Todo esto que voy narrando sigue ostentando un marcado gusto metálico y desprendido de las cosas palpables. ¿Cómo afecta este código a nuestra vida cotidiana?
Hace un tiempo publiqué en el libro "¿Cuánto tiempo es un tiempito?" un breve relato titulado "Los quenoés" y, a partir de lo expuesto, me parece oportuno desempolvarlo, con algunos agregados y algunas actualizaciones. Todos los días veo, en los Tribunales de Rosario, gente ejerciendo sus derechos. Lo hacen con la compañía de profesionales de la abogacía y la procuración, claro está. Yo soy abogado desde hace casi 29 años y amo apasionadamente esta tarea. ¿Cuál es esa tarea? Creo saber qué no es, más bien algunos pocos "qué-no-es" acotados al fuero de Familia.
Sé que no somos nosotros los que ejercemos el derecho, son ellos. Sé que poner en acto el ejercicio del derecho de otro no es proponer un silogismo ni resolver como silogismo. Sé que poner en acto el ejercicio del derecho de otro no es una declamación de convenciones, constituciones, códigos o grandes letras, palabras o frases. Sé, también, que no es llenar de escritos, peticiones, pretensiones y recursos como tampoco lo es hacer de requisitos previos la base de la no respuesta. Sé también que poner en acto el ejercicio del derecho de otro no se reduce al derecho.
Ese "poner en acto" sólo lo entiendo con las "patas" en el barro, las suelas en los pasillos, los valores de la Constitución en la cabeza y la mirada en la mirada del otro.
Las personas que cotidianamente asisten al fuero de Familia, como sucede también en los otros fueros, le están encomendando una porción de su vida, a veces una porción gigante de su vida. La enorme mayoría pone sobre el escritorio, o hace escribir en papelitos, todas sus tristezas y sus miserias, sus mezquindades, sus dolores, sus angustias, sus lágrimas, sus perversiones. A veces, sus virtudes y sus alegrías. Quienes las reciben, como así también quienes las acompañan, no forman parte de sus afectos, no comparten necesariamente sus costumbres, no interpretan las palabras del mismo modo, no son ellas ni son ellos.

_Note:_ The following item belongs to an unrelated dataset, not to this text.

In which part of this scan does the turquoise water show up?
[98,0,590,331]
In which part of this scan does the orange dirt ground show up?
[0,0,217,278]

Se da allí una situación de soledad comparable únicamente con la que tienen quienes ejercen la magistratura a la hora de firmar las decisiones (a ésta última la llamo "la soledad del gancho").
Ese conjunto de tristezas, miserias, mezquindades, dolores, angustias, lágrimas, perversiones, virtudes y alegrías, miradas, gestos, costumbres, idiomas, creencias, símbolos, son el terreno, son el territorio, es un piso plagado de desniveles y de piedritas. Quienes acompañan, quienes reciben, quienes atienden, quienes informan, quienes deciden, deben conocerlo como conocen la vereda donde jugaban en la niñez. Deben saber mirar en la mirada del otro, hurgar en sus gestos, ponerse en sus zapatos.
Las "patas" en el barro nos colocan en una situación muy distinta frente a la duda y a la pregunta. Algo así como si tiene una duda, dude. Busque, investigue, pregunte. Vuelva a dudar. Haga bollitos de papel y vuelva a escribir. Las "patas" en el barro también nos permiten corregir y si ya no se puede, pedir disculpas.
¿Se relaciona esto con el "sentido común"? A mi juicio, no. Actuar y decidir con "las patas en el barro" sólo encuentra un sendero adecuado si nuestras manos están sobre los valores y las normas de la Constitución nacional y de los Tratados Internacionales de Derechos Humanos.
Sin embargo, nunca debemos olvidar que todas las letras de todas nuestras frases de todos nuestros libros de todos nuestros textos solo valen si hay otro. Si no lo hay, solo quedamos nosotros que, precisamente, no somos los que ejercemos los derechos.